10466 entry daha
  • iş arkadaşınızın, sizin için kendi evinden getirdiği içi dolu şu saklama kabı.

    *
  • geçen kırmızı ışıkta bekliyorum. yanda orta refüjde teyzeler çiçek dikiyor. hava sıcak cam açık. gözgöze geldik gülümsedim, kolay gelsin dedim. abi kimse dememiş herhalde bi anda ikisinin de gözleri ışıldadı, güldüler, teşekkür ettiler. diyor ki canını yediğim teyzem çiçek vereyim mi sana. yaa o kadar mutlu oldum ki. ben güldüm onlar güldü. bu hayatta 30saniyeliğine mutlu olduk üçümüz de. ilerleyip aynadan baktığımda hala birbirlerine bişiler söyleyip gülerek arkamdan bakıyorlardı. basit bi "kolay gelsin" benim hayatımda iz bıraktı. onlar hatırlar mı bilmem ama ben çiçek vereyim mi diyen teyzemi ve o an yüklenen hissi unutacağımı sanmıyorum.
  • varsa, kahvenin yanında bi dal sigara, bi deniz havası eşliğinde.
    annenin yaptığı ev yemeği kokusuyla eve girmek.
    sevdiğin insanla el ele yürürken hissedilen o basit mutluluk ve güven hissi.
    anne veya babayı o küçük şeylerle mutlu edebilmek.
    aileyle (kafanın uyuştuğu, memnun olabilen kesim) zaman geçirmek.
    özellikle fakir olanları, çocuklara alınan oyuncak, çikolata vs..
  • koşmak. koşabilmek. özlediğim kendime her adımda kavuşuyor olmak.
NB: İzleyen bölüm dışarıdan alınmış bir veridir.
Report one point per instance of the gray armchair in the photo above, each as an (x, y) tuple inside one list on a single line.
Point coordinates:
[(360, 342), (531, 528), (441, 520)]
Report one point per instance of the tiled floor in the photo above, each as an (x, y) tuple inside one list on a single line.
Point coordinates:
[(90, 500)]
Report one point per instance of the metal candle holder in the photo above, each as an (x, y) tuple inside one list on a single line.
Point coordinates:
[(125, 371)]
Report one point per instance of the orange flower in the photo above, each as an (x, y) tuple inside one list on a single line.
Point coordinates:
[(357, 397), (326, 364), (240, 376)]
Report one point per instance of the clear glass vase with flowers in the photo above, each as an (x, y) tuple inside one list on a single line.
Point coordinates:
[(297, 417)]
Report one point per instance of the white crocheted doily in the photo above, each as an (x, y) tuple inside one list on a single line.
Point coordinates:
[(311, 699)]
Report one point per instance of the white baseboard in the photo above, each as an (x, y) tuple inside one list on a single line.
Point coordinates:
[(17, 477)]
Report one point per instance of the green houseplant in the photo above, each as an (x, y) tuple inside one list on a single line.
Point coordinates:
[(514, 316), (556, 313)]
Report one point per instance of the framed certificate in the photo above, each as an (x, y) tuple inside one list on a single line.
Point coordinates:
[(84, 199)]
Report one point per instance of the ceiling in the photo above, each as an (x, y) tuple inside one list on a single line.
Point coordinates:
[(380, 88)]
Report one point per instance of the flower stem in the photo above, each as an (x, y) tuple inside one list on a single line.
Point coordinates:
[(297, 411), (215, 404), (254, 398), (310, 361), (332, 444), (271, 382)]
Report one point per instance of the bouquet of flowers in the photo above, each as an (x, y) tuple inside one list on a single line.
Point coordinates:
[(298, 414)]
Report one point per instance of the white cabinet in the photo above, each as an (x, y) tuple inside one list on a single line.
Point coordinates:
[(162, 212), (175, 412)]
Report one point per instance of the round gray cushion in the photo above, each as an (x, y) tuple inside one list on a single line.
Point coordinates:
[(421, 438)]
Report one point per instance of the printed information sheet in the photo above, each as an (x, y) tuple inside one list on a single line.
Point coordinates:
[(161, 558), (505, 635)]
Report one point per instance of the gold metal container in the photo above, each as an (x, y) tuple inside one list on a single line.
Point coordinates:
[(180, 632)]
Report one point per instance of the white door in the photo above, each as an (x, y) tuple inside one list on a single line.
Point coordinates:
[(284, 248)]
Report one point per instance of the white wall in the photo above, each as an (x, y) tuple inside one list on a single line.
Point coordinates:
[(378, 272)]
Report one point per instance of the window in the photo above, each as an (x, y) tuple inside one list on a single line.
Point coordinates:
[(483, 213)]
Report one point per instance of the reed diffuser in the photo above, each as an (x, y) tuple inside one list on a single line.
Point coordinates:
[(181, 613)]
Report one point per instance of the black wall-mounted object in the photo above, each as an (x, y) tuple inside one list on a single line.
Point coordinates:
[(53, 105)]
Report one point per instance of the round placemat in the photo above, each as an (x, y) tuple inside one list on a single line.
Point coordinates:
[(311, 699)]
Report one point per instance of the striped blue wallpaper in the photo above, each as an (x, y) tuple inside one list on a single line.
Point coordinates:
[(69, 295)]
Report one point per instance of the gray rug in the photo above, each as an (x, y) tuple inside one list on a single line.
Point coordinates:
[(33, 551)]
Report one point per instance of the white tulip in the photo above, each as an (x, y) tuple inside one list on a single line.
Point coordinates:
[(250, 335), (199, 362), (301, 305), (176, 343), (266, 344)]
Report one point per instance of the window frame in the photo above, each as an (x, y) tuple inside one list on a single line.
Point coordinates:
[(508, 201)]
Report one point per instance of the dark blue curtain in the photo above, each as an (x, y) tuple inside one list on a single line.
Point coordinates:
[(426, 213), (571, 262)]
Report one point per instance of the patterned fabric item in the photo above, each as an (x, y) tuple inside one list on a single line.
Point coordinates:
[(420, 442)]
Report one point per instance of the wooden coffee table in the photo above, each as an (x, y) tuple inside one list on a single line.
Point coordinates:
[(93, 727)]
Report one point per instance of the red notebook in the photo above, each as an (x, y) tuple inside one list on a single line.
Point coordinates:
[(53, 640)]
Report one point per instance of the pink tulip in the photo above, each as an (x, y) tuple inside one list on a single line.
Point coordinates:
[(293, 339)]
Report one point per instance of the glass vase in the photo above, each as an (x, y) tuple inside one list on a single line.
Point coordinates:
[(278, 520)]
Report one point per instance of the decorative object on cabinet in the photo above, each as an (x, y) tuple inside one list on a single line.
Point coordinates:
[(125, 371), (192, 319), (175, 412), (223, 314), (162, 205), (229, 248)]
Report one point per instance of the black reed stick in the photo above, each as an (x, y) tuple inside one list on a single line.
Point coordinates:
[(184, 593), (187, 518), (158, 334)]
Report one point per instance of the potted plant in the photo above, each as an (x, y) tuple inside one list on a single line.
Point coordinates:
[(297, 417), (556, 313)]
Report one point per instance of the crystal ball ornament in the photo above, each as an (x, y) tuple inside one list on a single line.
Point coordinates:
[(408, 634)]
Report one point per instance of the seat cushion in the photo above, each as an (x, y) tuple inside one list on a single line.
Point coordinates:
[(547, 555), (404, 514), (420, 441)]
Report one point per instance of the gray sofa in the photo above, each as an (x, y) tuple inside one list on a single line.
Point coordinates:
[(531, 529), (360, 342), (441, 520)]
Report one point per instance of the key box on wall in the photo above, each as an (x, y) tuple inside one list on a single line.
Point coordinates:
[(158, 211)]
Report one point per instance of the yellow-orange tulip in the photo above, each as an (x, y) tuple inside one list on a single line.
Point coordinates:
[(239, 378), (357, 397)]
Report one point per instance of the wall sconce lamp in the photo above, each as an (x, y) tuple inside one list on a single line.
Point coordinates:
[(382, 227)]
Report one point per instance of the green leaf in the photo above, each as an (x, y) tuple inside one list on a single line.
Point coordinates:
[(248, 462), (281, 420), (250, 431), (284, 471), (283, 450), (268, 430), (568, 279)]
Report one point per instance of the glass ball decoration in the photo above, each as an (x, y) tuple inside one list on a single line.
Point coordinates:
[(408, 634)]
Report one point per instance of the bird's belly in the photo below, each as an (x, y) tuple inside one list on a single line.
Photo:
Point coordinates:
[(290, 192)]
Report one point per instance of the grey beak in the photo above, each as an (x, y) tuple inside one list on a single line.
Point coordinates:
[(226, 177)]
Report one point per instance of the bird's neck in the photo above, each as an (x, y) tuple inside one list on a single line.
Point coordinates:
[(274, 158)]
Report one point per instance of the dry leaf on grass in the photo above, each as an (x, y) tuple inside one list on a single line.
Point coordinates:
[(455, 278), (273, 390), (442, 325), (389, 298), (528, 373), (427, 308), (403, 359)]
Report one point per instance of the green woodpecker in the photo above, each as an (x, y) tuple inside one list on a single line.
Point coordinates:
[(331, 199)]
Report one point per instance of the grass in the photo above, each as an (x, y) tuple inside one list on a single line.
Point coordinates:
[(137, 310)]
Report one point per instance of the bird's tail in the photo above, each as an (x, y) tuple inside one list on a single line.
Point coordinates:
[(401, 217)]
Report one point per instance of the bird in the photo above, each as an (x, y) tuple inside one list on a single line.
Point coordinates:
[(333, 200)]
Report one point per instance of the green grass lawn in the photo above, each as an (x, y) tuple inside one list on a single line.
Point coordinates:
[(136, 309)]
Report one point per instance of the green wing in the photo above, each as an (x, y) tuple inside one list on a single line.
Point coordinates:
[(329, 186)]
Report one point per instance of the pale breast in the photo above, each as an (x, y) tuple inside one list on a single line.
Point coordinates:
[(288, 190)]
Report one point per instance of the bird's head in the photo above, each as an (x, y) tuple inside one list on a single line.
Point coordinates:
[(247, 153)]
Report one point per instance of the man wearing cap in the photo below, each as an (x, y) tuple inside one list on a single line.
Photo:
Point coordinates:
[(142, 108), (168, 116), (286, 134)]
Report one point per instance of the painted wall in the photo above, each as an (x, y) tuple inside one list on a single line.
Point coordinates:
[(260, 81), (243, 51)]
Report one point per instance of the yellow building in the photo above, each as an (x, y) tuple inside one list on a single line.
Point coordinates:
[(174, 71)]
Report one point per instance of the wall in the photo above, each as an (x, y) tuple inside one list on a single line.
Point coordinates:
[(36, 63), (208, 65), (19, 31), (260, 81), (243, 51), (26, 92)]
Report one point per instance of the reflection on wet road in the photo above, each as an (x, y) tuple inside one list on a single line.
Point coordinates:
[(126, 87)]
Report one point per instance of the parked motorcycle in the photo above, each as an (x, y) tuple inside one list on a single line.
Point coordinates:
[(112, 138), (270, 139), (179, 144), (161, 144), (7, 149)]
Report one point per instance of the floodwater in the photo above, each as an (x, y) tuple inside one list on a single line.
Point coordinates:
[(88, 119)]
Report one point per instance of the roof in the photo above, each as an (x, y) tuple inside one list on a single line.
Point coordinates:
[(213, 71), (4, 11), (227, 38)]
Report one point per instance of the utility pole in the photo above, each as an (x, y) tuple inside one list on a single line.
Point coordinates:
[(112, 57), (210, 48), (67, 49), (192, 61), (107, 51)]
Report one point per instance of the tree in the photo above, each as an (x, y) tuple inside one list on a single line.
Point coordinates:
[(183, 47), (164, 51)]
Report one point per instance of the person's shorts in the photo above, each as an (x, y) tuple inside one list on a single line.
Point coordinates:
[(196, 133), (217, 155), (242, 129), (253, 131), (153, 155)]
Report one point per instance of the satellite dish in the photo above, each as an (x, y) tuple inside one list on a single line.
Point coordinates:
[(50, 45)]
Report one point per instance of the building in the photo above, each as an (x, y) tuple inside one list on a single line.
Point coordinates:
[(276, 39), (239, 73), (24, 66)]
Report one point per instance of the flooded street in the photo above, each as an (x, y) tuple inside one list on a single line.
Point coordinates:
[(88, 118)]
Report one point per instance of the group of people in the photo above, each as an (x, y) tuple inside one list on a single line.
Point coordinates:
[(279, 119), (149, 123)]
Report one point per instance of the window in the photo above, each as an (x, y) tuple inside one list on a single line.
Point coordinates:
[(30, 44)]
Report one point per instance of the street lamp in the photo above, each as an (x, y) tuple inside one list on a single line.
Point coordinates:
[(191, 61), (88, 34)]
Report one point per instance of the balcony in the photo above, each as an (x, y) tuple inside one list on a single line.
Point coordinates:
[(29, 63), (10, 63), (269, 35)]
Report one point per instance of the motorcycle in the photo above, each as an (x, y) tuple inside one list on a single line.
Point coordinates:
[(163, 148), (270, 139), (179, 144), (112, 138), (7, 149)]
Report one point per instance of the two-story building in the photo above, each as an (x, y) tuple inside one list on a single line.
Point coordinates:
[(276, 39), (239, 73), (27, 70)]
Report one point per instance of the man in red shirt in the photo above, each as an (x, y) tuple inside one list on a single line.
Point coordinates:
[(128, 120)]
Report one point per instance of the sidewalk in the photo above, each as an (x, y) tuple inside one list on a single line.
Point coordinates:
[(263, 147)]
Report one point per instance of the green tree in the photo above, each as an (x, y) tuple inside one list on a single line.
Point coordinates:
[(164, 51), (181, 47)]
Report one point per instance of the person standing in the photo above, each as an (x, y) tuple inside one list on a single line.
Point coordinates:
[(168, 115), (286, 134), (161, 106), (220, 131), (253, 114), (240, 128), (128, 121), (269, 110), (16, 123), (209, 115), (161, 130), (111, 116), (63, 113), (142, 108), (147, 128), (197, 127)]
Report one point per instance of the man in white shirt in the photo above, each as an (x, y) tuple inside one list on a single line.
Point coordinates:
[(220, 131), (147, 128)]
    öleceğimi sandığım o sahilde yeniden doğmak. hiçbir şeyin tahayyül ettiğin kadar kötü olmadığını fark ettiğin o an.
  • hayatında ilk kez yaptığın bi yemeğin muazzam olması.

    bi dahakine aynı tarifin böyle tutmayacağını bile bile afiyetle gömmek paha biçilemez.
  • bilincin kapanarak uyuyabilmek.
  • iş çıkışı bira
    yemek sonrası çay
    beklenmedik anda izlediğinin dizinin yeni bölümünün geldiğini fark etmek
  • güzel bir kadınla deniz kenarında oturup dalgaların sesini dinlemek.

    arka fonda güzel bir şarkı açıyorum mis gibi.

    moins joli
  • görsel

    hâlâ, her defasında sorması kalp.